Testing, Processor Performance
Testing And Competition
For the most part we will be testing this laptop with the same benchmarks we’d use on any other. There are some exceptions – we’ll be excluding boot time and hard drive benchmarks, for example, because the processor is not a significant contributor to these results.
For comparison we’ll be using the Alienware M14x, the the HP dm4t Beats Edition, the Acer Aspire Timeline Ultra M3 the ASUS K53T. This gives us a good selection of previous-generation hardware including a Core i7-QM, a Core i5, a Core i5 low-voltage and an AMD A6 quad-core.
Below you will find tables for each system that can be used to reference the full specs.
Now, let’s get in to the meat of this review and the information you came here to read – how fast is Ivy Bridge?
We’ll start, as always, with SiSoft Sandra. These two benchmarks give a good indication of a processor’s maximum performance in a synthetic best-case scenario. Let’s see where the new Core i7-3720QM stands.
In both of these benchmarks we see the new Core i7-3720QM absolutely demolish every competitor. It’s nearly three times as fast as the Core i5 dual-core in the HP dm4t and over six times faster than the AMD-A6 quad-core found in the ASUS K53T. It appears AMD’s already struggling mobile processors have been set up for a wallop – hopefully the upcoming Trinity based systems can close the gap a bit, though it’s hard to see how that could be accomplished.
Now let’s wander into our semi-synthetic benchmarks, 7-Zip and Futuremark.
7-Zip tells a similar story to SiSoft, though the margins of victory are smaller. The new Ivy Bridge quad is only over three times quicker than both the AMD-A6 in the ASUS K53T and the Core i5 low-voltage dual-core in the Acer Aspire M3.
Peacekeeper is always interesting because it gains so little benefit from multiple threads. The high Turbo Boost clock of this quad-core still allows it to claim victory even in this scenario, but the margin is much smaller. This is the first time we’ve seen a quad-core processor dominate Peacekeeper. Dual-cores usually win because of their higher clock speed, but the formidable 3.6 GHz maximum clock on the Core i7-3720QM brings home the win.
This is the part of the review where we temper our primary synthetic results with some real-world scenarios. First among these is Windows Live Movie Maker. If you’re going to slap together a YouTube video on a Windows machine this is probably the tool you’ll use for it. Our benchmark records how long it takes to save a standardized high-resolution video clip to 1080p.

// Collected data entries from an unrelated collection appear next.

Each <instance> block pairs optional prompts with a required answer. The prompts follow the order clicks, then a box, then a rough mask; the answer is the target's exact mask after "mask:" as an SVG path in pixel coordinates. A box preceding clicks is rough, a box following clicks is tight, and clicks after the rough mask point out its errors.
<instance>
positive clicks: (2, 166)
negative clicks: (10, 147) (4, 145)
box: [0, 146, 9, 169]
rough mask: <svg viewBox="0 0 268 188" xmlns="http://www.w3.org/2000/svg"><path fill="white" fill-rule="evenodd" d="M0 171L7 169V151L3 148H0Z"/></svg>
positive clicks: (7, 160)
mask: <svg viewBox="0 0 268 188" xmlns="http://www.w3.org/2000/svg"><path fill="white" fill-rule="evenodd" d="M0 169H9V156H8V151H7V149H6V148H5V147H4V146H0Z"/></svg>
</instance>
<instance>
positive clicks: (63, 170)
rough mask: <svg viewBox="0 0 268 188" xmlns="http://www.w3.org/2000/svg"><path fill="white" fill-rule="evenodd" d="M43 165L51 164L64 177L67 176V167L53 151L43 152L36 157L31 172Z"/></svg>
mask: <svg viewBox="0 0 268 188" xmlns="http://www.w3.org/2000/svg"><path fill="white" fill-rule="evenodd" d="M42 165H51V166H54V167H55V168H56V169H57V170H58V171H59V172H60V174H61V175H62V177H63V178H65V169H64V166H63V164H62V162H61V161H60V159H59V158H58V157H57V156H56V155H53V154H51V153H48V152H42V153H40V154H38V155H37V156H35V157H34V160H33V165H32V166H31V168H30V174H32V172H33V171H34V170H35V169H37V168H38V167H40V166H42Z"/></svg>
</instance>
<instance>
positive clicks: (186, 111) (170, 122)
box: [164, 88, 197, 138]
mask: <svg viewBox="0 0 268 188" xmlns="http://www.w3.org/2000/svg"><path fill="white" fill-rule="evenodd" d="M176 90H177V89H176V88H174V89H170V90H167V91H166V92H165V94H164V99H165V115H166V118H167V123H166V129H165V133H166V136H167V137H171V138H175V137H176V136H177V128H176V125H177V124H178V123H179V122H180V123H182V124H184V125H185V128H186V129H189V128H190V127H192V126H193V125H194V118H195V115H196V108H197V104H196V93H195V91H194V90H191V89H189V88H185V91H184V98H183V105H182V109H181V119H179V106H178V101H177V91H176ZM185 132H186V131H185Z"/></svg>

How’s that for a linear graph? Here we can see that once again the new Ivy Bridge quad-core defeats every other contender soundly by saving the clip over a minute more quickly than a previous-gen Core i7-QM.
Next up we have Sunlit Green BatchBlitz. This is a useful freeware tool for batch photo conversions. It’s simple, light-weight and quick, but it doesn’t always make perfect use of multiple threads. I consider this a plus – many apps have similar issues, so it’s useful to take a look at how multi-core processors perform when their maximum potential is untapped.
Again we have a serious win for the new quad-core, despite the fact that all available threads weren’t pegged. This result, combined with the high Peacekeeper score, indicates to me that Intel is improving its Turbo Boost feature. It appears that the feature is now able to behave more aggressively. Since Turbo Boost is based off a system’s electrical and thermal limits it make sense that a die shrink would allow Turbo Boost more headroom.